The efficacy and safety of these drugs have been extensively deliberated. In an NMA comprising 816 randomized controlled trials with 471,038 participants, SGLT-2 inhibitors, GLP-1 receptor agonists, and Finerenone exhibited favorable outcomes in terms of reducing all-cause mortality and enhancing cardiorenal results among patients diagnosed with T2DM (Shi et al., 2023). 3 studies confirmed that SGLT-2 inhibitors have a positive effect on cardio-renal outcomes in T2DM patients with CKD compared with GLP-1 receptor agonists or Finerenone (Yamada et al., 2021; Nguyen et al., 2023; Apperloo et al., 2024). However, these studies either focused solely on T2DM patients or had a limited number of RCTs and study indicators, leaving the impact of SGLT-2 inhibitors, GLP-1 receptor agonists, and Finerenone on non-dialysis CKD patients with T2DM unclear. Therefore, we designed an NMA to evaluate the effects of several drugs on various clinically accessible indicators.

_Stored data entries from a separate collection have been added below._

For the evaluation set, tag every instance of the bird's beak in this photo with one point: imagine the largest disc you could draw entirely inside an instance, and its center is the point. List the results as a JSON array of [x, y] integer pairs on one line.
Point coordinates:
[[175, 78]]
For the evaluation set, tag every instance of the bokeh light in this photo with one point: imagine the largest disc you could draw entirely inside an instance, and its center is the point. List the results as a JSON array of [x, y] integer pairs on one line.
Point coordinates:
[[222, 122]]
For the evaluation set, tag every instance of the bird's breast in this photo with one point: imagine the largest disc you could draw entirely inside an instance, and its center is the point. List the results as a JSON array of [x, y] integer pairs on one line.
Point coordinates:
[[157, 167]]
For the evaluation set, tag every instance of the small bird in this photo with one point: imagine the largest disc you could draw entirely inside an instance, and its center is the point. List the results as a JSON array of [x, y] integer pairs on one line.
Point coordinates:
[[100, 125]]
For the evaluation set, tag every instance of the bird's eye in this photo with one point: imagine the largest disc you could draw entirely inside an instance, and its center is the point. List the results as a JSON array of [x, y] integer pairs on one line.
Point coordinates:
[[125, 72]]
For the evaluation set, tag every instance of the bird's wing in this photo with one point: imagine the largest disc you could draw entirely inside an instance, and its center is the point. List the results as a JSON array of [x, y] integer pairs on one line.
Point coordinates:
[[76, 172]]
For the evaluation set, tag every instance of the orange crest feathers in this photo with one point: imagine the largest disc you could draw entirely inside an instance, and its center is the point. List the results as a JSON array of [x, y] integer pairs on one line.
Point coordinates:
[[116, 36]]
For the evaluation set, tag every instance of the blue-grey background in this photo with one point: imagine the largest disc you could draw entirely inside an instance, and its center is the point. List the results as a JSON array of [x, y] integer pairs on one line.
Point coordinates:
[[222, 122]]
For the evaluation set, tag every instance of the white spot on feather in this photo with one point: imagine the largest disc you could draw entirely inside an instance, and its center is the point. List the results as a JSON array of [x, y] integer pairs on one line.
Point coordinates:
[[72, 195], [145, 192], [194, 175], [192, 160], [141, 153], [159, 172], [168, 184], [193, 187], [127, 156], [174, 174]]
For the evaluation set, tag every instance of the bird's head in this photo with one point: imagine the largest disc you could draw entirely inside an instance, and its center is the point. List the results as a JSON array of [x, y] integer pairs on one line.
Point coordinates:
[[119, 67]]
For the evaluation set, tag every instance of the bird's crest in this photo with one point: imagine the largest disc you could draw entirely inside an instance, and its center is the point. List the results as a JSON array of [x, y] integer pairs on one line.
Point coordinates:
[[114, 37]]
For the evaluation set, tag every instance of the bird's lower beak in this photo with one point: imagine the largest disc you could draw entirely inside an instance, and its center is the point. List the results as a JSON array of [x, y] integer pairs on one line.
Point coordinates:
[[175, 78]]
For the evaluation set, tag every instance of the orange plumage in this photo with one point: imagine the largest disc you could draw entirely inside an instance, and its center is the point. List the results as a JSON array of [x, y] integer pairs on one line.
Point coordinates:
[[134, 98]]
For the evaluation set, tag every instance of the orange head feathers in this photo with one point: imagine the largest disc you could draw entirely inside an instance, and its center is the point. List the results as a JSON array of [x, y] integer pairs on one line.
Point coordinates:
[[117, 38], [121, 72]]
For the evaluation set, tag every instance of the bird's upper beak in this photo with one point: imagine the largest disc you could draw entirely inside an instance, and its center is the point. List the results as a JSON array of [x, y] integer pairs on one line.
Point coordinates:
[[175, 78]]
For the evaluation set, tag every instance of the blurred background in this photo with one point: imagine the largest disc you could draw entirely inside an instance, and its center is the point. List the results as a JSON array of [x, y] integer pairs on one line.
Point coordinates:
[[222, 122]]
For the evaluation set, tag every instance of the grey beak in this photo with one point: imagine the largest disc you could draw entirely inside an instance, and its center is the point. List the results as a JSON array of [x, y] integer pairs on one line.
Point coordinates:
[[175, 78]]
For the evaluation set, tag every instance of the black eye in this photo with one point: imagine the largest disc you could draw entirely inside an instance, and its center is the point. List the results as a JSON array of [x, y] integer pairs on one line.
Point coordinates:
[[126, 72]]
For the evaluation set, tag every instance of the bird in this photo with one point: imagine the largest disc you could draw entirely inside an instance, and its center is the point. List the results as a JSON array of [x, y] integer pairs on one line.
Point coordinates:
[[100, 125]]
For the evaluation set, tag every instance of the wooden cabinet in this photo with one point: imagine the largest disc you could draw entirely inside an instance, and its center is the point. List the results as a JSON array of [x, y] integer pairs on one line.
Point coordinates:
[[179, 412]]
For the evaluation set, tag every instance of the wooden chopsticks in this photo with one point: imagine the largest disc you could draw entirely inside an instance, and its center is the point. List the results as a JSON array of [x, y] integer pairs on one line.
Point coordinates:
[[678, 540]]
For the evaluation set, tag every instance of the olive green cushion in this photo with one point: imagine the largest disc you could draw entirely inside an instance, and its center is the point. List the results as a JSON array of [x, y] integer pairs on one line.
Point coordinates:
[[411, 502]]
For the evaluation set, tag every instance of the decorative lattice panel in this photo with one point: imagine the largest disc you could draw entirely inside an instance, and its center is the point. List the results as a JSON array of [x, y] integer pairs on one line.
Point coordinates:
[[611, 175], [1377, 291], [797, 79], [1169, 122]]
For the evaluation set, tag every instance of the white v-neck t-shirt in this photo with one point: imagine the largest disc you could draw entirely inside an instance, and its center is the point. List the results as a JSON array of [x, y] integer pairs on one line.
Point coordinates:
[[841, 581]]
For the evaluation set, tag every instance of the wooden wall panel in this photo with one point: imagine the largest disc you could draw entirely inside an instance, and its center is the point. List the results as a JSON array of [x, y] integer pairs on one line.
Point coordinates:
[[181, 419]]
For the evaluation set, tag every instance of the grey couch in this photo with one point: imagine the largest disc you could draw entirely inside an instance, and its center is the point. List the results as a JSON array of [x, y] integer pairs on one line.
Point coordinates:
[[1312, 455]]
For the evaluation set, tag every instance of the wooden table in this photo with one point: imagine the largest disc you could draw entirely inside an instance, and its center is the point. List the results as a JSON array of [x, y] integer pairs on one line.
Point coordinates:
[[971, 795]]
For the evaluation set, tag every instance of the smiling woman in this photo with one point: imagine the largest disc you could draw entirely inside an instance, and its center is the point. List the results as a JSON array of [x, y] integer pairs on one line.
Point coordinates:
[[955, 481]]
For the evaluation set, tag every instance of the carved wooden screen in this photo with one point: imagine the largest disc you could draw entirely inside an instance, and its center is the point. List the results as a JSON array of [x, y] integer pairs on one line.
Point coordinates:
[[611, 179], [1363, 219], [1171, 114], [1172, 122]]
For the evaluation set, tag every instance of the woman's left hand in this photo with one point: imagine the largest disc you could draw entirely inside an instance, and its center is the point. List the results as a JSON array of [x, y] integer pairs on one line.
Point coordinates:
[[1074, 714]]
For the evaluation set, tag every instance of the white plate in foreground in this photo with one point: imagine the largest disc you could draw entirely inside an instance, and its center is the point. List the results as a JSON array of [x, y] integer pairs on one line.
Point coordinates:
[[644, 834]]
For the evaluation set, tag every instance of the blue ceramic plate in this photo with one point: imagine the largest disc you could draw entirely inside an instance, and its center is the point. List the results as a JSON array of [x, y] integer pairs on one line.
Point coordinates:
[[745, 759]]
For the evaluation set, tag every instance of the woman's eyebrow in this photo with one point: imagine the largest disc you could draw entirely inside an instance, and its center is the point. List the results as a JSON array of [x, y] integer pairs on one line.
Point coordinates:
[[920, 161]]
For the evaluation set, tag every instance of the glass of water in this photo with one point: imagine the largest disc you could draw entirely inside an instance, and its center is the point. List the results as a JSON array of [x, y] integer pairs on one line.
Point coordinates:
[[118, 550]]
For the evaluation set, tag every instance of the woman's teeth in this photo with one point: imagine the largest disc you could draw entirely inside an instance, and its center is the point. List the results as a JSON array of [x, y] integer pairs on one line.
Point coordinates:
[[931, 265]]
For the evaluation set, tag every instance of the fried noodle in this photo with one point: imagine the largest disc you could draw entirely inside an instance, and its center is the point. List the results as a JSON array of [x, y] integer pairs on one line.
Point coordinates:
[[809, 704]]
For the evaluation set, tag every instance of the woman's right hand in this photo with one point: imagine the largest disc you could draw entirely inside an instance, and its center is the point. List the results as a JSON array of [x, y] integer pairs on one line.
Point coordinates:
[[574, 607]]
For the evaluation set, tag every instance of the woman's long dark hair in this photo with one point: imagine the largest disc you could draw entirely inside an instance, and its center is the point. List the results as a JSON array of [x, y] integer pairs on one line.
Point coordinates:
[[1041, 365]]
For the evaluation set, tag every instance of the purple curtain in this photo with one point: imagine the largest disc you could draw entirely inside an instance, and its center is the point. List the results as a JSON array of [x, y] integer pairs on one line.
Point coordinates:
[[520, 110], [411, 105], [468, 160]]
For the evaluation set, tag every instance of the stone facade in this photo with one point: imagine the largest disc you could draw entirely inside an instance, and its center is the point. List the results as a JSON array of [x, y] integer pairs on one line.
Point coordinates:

Benefits of most SGLT-2 inhibitors include renal safety, reduction in HbA1c, blood pressure, and body weight. Hyperglycemia is linked to an increase in eGFR as compensation (Thomas, 2014). Hypertension and overweight increase the risk of T2DM. Therefore, the optimal antidiabetic drug should not only have good glucose-lowering ability, but also be beneficial for body weight, blood pressure, and renal function (Leehey et al., 2015; Garvey, 2022; American Diabetes Association, 2020). The renal protective mechanism of SGLT-2 inhibitors may be dominated by direct effects on renal vessels. Empagliflozin decreases proximal tubular sodium reabsorption, increases distal sodium delivery to the macula densa, and activates glomerular feedback. This process reduces hyperfiltration and regulates vascularization (Wanner, 2017). In addition, SGLT-2 inhibitors can directly act on the kidney, reduce renal fibrosis by inhibiting oxidative stress in the kidney, (Woods et al., 2019), attenuate the increase of angiotensinogen, and reduce NLRP3 inflammasome activity (Yaribeygi et al., 2019), these mechanisms may explain how SGLT-2 inhibitors reduce blood pressure. The short-term use of SGLT-2 inhibitors may temporarily decrease eGFR, but it will gradually recover, indicating a long-term protective effect on eGFR (Barnett et al., 2014). This may be due to reduced uric acid, inhibited inflammatory response, and decreased vascular stiffness (Heerspink et al., 2016; Chilton et al., 2015). Although previous studies have suggested that angiotensin converting enzyme inhibitors (ACEI) or angiotensin II receptor blocker (ARB) are the preferred antihypertensive drugs for T2DM patients with CKD, they do not significantly reduce blood glucose levels and their effects remain limited (Bakris et al., 2000). The potential of using SGLT-2 inhibitors as the first choice after ACEI and ARB drugs, considering its high cardio-renal safety and hypoglycemic function, needs further discussion.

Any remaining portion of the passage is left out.